Anyone can get Ekborn syndrome, though it is most likely to occur in people who are 40 or older. The senior citizen population seems to suffer the most from it, and the condition tends to get progressively worse as one ages. It is not unusual for the condition to occur in children or young adults, and in most cases treatment is required to help avoid complications of the syndrome.
The basic symptoms that must be present in order to diagnose RLS are the following:
1. Feeling a need, unconsciously expressed, that one must move the legs.
2. When moving the legs voluntarily, some of the symptoms are reduced.
3. More severe symptoms occur at night or during periods of relaxation during the day.

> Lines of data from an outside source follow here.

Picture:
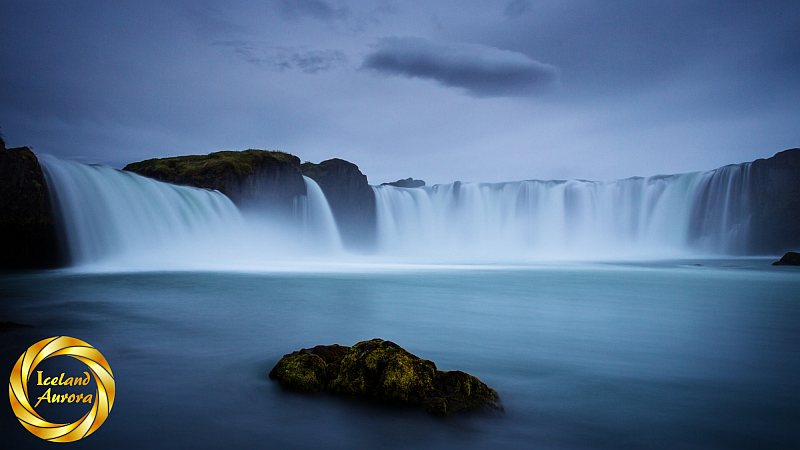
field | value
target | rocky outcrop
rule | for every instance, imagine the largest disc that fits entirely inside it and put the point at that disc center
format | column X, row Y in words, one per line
column 775, row 203
column 28, row 236
column 789, row 259
column 350, row 197
column 383, row 371
column 251, row 178
column 406, row 182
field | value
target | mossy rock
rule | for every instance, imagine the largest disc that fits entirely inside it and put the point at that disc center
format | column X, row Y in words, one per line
column 789, row 259
column 383, row 371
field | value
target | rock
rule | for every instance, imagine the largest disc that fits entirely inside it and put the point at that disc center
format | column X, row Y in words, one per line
column 789, row 259
column 383, row 371
column 28, row 230
column 250, row 178
column 407, row 183
column 775, row 203
column 351, row 199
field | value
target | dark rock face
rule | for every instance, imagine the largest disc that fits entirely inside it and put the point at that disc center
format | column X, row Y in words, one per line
column 406, row 182
column 789, row 259
column 251, row 178
column 28, row 235
column 775, row 203
column 350, row 197
column 383, row 371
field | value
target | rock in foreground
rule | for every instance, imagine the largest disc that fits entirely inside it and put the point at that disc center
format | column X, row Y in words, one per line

Many things can be attempted to help sufferers with Ekborn syndrome. First off, many people benefit from getting iron supplements, regularly exercising, and reducing intake of foods with stimulants like caffeine. Certain drugs can exacerbate the problem, and when possible, these are eliminated. For instance, taking antihistamines or cold medicine can increase symptoms. Finding steroidal area specific antihistamines can help reduce allergies without increasing symptoms. Some people benefit from a diet lower in gluten and simple starches.
Many people do require additional medical treatments to address RLS. Drugs that increase dopamine levels are frequently used, including ropinirole, one of the newest drugs to emerge for the treatment of both Parkinson’s disease and RLS, and pramipexole. Some people with Ekborn syndrome are better aided by taking sleep medications or tranquilizers, pain relievers like codeine, or anticonvulsants.
When RLS is controlled through medication, diet, and occasionally alternative therapies like acupuncture, many people find great improvement in their symptoms. This can overall have an extremely beneficial effect on their quality of life. With fewer symptoms come better sleep, more opportunities to relax, and the chance to live a fully normal life.